(1) If an enrollee receives any emergency services from an out-of-network facility or provider, or any nonemergency surgical or ancillary services at an in-network facility from an out-of-network provider:
(a) The enrollee satisfies his or her obligation to pay for the health care services if he or she pays the in-network cost-sharing amount specified in the enrollee's or applicable group's health plan contract. The enrollee's obligation must be determined using the carrier's median in-network contracted rate for the same or similar service in the same or similar geographical area. The carrier must provide an explanation of benefits to the enrollee and the out-of-network provider that reflects the cost-sharing amount determined under this subsection.
(b) The carrier, out-of-network provider, or out-of-network facility, and any agent, trustee, or assignee of the carrier, out-of-network provider, or out-of-network facility must ensure that the enrollee incurs no greater cost than the amount determined under (a) of this subsection.
(c)(i) For emergency services provided to an enrollee, the out-of-network provider or out-of-network facility, and any agent, trustee, or assignee of the out-of-network provider or out-of-network facility may not balance bill or otherwise attempt to collect from the enrollee any amount greater than the amount determined under (a) of this subsection. This does not impact the provider's ability to collect a past due balance for an applicable in-network cost-sharing amount with interest;
(ii) For emergency services provided to an enrollee in an out-of-network hospital located and licensed in Oregon or Idaho, the carrier must hold an enrollee harmless from balance billing; and
(iii) For nonemergency surgical or ancillary services provided at an in-network facility, the out-of-network provider and any agent, trustee, or assignee of the out-of-network provider may not balance bill or otherwise attempt to collect from the enrollee any amount greater than the amount determined under (a) of this subsection. This does not impact the provider's ability to collect a past due balance for an applicable in-network cost-sharing amount with interest.

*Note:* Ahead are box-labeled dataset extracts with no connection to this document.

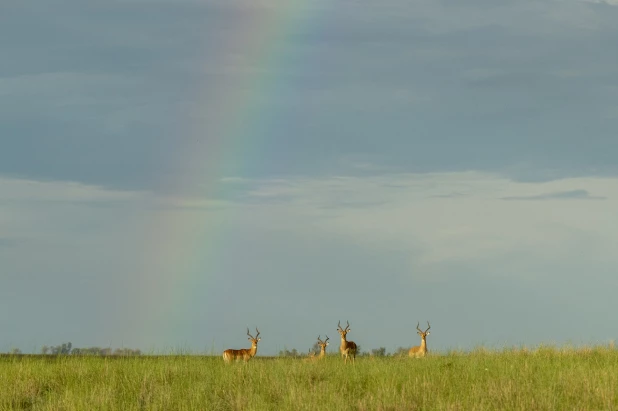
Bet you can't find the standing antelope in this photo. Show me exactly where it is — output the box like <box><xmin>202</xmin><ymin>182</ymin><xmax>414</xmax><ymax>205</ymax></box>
<box><xmin>305</xmin><ymin>335</ymin><xmax>329</xmax><ymax>361</ymax></box>
<box><xmin>223</xmin><ymin>327</ymin><xmax>261</xmax><ymax>362</ymax></box>
<box><xmin>337</xmin><ymin>320</ymin><xmax>356</xmax><ymax>363</ymax></box>
<box><xmin>408</xmin><ymin>321</ymin><xmax>431</xmax><ymax>358</ymax></box>
<box><xmin>318</xmin><ymin>335</ymin><xmax>329</xmax><ymax>359</ymax></box>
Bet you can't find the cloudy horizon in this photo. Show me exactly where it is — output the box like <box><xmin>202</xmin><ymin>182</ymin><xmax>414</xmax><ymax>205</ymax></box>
<box><xmin>0</xmin><ymin>0</ymin><xmax>618</xmax><ymax>355</ymax></box>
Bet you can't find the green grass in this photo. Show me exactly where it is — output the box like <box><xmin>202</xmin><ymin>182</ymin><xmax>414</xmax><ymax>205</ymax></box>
<box><xmin>0</xmin><ymin>347</ymin><xmax>618</xmax><ymax>410</ymax></box>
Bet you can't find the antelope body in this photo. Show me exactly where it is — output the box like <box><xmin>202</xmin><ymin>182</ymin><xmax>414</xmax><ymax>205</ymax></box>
<box><xmin>223</xmin><ymin>327</ymin><xmax>261</xmax><ymax>362</ymax></box>
<box><xmin>337</xmin><ymin>321</ymin><xmax>356</xmax><ymax>363</ymax></box>
<box><xmin>408</xmin><ymin>321</ymin><xmax>431</xmax><ymax>358</ymax></box>
<box><xmin>305</xmin><ymin>335</ymin><xmax>329</xmax><ymax>361</ymax></box>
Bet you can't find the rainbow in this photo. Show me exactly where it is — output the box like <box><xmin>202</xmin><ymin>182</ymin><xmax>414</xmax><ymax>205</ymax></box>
<box><xmin>140</xmin><ymin>0</ymin><xmax>332</xmax><ymax>348</ymax></box>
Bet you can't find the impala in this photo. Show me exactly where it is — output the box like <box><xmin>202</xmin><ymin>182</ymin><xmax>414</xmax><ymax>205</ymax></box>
<box><xmin>223</xmin><ymin>327</ymin><xmax>261</xmax><ymax>362</ymax></box>
<box><xmin>305</xmin><ymin>335</ymin><xmax>329</xmax><ymax>361</ymax></box>
<box><xmin>408</xmin><ymin>321</ymin><xmax>431</xmax><ymax>358</ymax></box>
<box><xmin>337</xmin><ymin>321</ymin><xmax>356</xmax><ymax>363</ymax></box>
<box><xmin>318</xmin><ymin>335</ymin><xmax>329</xmax><ymax>359</ymax></box>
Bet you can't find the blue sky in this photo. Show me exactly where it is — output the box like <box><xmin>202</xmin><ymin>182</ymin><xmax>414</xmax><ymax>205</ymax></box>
<box><xmin>0</xmin><ymin>0</ymin><xmax>618</xmax><ymax>354</ymax></box>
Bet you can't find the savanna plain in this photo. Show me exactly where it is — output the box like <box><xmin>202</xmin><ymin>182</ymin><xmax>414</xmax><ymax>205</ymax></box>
<box><xmin>0</xmin><ymin>346</ymin><xmax>618</xmax><ymax>410</ymax></box>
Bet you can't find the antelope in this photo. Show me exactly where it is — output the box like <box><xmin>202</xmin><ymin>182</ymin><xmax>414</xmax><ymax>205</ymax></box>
<box><xmin>223</xmin><ymin>327</ymin><xmax>261</xmax><ymax>362</ymax></box>
<box><xmin>408</xmin><ymin>321</ymin><xmax>431</xmax><ymax>358</ymax></box>
<box><xmin>337</xmin><ymin>320</ymin><xmax>356</xmax><ymax>363</ymax></box>
<box><xmin>305</xmin><ymin>335</ymin><xmax>329</xmax><ymax>361</ymax></box>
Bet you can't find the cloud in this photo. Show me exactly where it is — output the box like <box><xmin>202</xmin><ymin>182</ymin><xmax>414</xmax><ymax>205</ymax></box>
<box><xmin>0</xmin><ymin>237</ymin><xmax>19</xmax><ymax>248</ymax></box>
<box><xmin>0</xmin><ymin>172</ymin><xmax>618</xmax><ymax>354</ymax></box>
<box><xmin>502</xmin><ymin>189</ymin><xmax>607</xmax><ymax>200</ymax></box>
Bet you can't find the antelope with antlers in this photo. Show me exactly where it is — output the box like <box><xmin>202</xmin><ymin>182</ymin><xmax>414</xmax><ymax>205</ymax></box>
<box><xmin>337</xmin><ymin>320</ymin><xmax>356</xmax><ymax>363</ymax></box>
<box><xmin>408</xmin><ymin>321</ymin><xmax>431</xmax><ymax>358</ymax></box>
<box><xmin>223</xmin><ymin>327</ymin><xmax>261</xmax><ymax>362</ymax></box>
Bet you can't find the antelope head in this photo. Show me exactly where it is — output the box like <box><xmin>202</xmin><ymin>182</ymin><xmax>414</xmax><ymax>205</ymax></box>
<box><xmin>416</xmin><ymin>321</ymin><xmax>431</xmax><ymax>341</ymax></box>
<box><xmin>247</xmin><ymin>327</ymin><xmax>261</xmax><ymax>347</ymax></box>
<box><xmin>337</xmin><ymin>320</ymin><xmax>352</xmax><ymax>340</ymax></box>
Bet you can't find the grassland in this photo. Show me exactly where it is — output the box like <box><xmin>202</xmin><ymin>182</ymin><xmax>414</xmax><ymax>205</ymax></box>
<box><xmin>0</xmin><ymin>347</ymin><xmax>618</xmax><ymax>410</ymax></box>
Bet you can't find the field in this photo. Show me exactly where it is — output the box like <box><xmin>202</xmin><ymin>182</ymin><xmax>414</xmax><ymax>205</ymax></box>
<box><xmin>0</xmin><ymin>346</ymin><xmax>618</xmax><ymax>410</ymax></box>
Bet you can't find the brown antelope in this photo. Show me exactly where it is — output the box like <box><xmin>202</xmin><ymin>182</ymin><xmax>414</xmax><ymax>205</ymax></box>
<box><xmin>408</xmin><ymin>321</ymin><xmax>431</xmax><ymax>358</ymax></box>
<box><xmin>223</xmin><ymin>327</ymin><xmax>261</xmax><ymax>362</ymax></box>
<box><xmin>337</xmin><ymin>321</ymin><xmax>356</xmax><ymax>363</ymax></box>
<box><xmin>305</xmin><ymin>335</ymin><xmax>329</xmax><ymax>361</ymax></box>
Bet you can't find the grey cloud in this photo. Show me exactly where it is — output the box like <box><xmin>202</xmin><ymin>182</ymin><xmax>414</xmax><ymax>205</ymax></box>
<box><xmin>0</xmin><ymin>237</ymin><xmax>20</xmax><ymax>248</ymax></box>
<box><xmin>0</xmin><ymin>0</ymin><xmax>618</xmax><ymax>194</ymax></box>
<box><xmin>502</xmin><ymin>189</ymin><xmax>607</xmax><ymax>200</ymax></box>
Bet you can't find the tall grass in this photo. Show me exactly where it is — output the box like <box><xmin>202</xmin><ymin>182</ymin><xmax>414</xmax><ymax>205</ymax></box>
<box><xmin>0</xmin><ymin>347</ymin><xmax>618</xmax><ymax>410</ymax></box>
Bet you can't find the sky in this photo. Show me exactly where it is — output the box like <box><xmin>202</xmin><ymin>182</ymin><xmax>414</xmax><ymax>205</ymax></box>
<box><xmin>0</xmin><ymin>0</ymin><xmax>618</xmax><ymax>355</ymax></box>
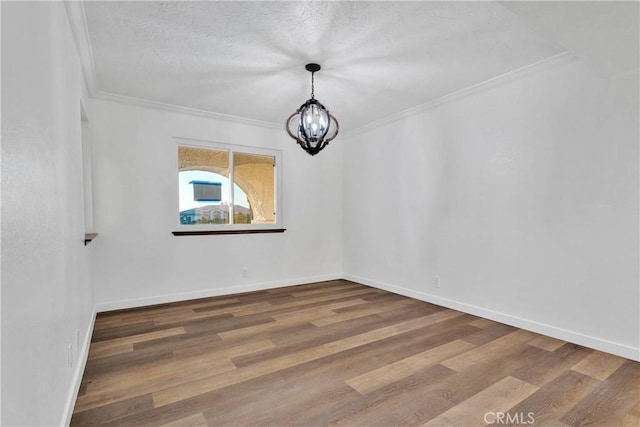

(d) For emergency services and nonemergency surgical or ancillary services provided at an in-network facility, the carrier must treat any cost-sharing amounts determined under (a) of this subsection paid or incurred by the enrollee for an out-of-network provider or facility's services in the same manner as cost-sharing for health care services provided by an in-network provider or facility and must apply any cost-sharing amounts paid or incurred by the enrollee for such services toward the enrollee's maximum out-of-pocket payment obligation.
(e) If the enrollee pays an out-of-network provider or out-of-network facility an amount that exceeds the in-network cost-sharing amount determined under (a) of this subsection, the provider or facility must refund any amount in excess of the in-network cost- sharing amount to the enrollee within thirty business days of the provider or facility's receipt of the enrollee's payment. Simple interest must be paid to the enrollee for any unrefunded payments at a rate of twelve percent per annum beginning on the first calendar day after the thirty business days.
(2) The carrier must make payments for health care services described in RCW
48.49.020, provided by an out-of-network provider or facility directly to the provider or facility, rather than the enrollee.
(3) A health care provider or facility, or any of its agents, trustees or assignees may not require a patient at any time, for any procedure, service, or supply, to sign or execute by electronic means, any document that would attempt to avoid, waive, or alter any provision of this section.